By a decree made applicable this Monday, September 5, French law now strengthens parental control over the means of access to the Internet. In practice, manufacturers of connected devices are required to offer the free activation of a parental control device when the equipment is first put into service. The objective is clear: it is a question of protecting the minor public from the pornographic contents which abound on Internet. The decree of this law, adopted last March, comes at a time when Instagram and Twitter are singled out for their failure to protect minors.
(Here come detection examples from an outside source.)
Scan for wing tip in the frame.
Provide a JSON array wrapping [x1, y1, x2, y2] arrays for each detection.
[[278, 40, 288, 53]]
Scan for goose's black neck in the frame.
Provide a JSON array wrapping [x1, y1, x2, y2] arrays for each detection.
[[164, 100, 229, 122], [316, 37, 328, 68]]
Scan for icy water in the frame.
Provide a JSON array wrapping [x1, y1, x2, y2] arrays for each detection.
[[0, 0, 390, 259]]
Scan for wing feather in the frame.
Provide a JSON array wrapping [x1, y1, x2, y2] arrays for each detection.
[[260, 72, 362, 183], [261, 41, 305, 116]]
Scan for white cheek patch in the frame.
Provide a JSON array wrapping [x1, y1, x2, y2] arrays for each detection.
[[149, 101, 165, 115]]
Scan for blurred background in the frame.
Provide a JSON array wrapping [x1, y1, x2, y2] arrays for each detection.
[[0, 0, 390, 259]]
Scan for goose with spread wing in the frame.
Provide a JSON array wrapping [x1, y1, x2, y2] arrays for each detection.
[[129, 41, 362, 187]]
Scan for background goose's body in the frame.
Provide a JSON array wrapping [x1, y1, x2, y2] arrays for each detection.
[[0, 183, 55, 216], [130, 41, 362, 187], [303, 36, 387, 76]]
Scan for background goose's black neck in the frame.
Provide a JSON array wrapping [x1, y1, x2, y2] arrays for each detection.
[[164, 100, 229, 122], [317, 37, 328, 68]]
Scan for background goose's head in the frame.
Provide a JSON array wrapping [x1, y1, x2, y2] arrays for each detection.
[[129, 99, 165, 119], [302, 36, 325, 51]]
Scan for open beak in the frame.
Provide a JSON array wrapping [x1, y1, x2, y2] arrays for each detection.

A record fine for Instagram
First, the social network Instagram was sentenced on Monday to a record fine of 405 million euros for “failure to process the data of minors”. The Irish Data Protection Commission, which acts on behalf of the European Union, believes that the company Meta – which owns Instagram – has not put in place the necessary safeguards to protect minors, who can too easily access the features of a professional account, which is supposed to be reserved for users over 18 years old. “Instagram publishes the email addresses and telephone numbers of minors, as it does for adults, which constitutes a violation of the general regulations on data protection”, explains the association Alerweb, specializing in the fight against cyberviolence. . The Irish regulator also criticizes the company Meta for having opened accounts for minors to all users of the network, and not exclusively to subscribers. To show its good faith, Instagram had announced, in June, the establishment of a test allowing to know if a user was under 13 years old, the minimum age to be able to (normally) register. So that won’t be enough.
Twitter faced with the anger of associations
Then, it is the social network Twitter which is denounced for its shortcomings in terms of detecting pornographic content. Several child protection associations have seized the French public authority for the regulation of audiovisual and digital communication, in order to put the blue Bird. “This social network has the particularity of not banning pornography in its conditions of use”, explained on RTL, on August 29, Thomas Rohmer, founder of the Observatory of parenthood and digital education. The only existing barriers are, in fact, very wobbly. We simply note the clarification, in its general conditions, that “its services are not intended for children”, or the possibility for users to tick a special box when they publish sensitive content.
The idea of the associations is to impose on Twitter the same legal basis as that which has been, since July 2020, allocated to pornographic sites: theoretically, these can no longer authorize the consultation of their content after the simple ticking of a box attesting to the majority of the visitor. However, for two years, little has changed, and the five most consulted pornographic sites in France were summoned this Tuesday before the Paris court to explain themselves. “The principle of age verification is not a practice integrated into the codes of social networks”, deplores the Alerweb association. And if it now seems a hot topic, age control promises to be difficult, in particular because of the possibilities of circumventing the system through VPNs.